OK, fine, I'll be the bad guy again.
Derek Jeter was named Sports Illustrated Sportsman of the Year yesterday, and good for him. Jeter had a great year, he's captain of the World Series champ, etc. But SI editor Terry McDonell just had to go the extra step.
One of the problems I've had with sports media recently is that it's not good enough anymore to praise somebody, now people feel the need to one-up each other with absurd statements and honors. It's not enough to give Jeter the award because of his squeaky clean off-the-field record, his improved defensive play, his dynamite offensive year and because he's a surefire first ballot Hall-of-Famer. Here's a quote from McDonell.

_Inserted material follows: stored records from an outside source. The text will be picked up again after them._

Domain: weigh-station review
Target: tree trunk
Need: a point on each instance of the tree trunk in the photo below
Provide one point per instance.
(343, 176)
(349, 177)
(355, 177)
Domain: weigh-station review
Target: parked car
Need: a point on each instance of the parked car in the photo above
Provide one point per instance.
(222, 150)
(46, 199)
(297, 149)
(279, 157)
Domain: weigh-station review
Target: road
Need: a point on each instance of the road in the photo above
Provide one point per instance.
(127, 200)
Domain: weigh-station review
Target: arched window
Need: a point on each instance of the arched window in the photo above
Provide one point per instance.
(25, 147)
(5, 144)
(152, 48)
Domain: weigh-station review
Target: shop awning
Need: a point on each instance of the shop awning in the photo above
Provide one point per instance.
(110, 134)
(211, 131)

"This verifies my idea that he is on the level of Ruth and Gehrig."
Um, nope. First of all, Gehrig isn't even on the same level as Ruth. The Yankees were not the Yankees before Ruth, and baseball wasn't baseball the way we know it before he began clouting. Ruth started all the Yankee winning and tradition, he was the first real slugger and he pretty much defined the term 'larger than life.' Here are the American athletes on the same level as Ruth in the last 100 years. Michael Jordan, Tiger Woods, Muhammad Ali, Jackie Robinson. That's it.
McDonell also called Jeter the greatest shortstop of all-time. This isn't as ridiculous a statement, but one could also argue that he's not even the best shortstop on his team. ARod played eight full years at short, and let's be honest, his career dwarfs Jeter's.
Let me be clear. I have NO PROBLEM with Jeter winning this award. No one else had a great enough year for me to debate it. But why can't giving him the award for all his good attributes and great accomplishments be enough?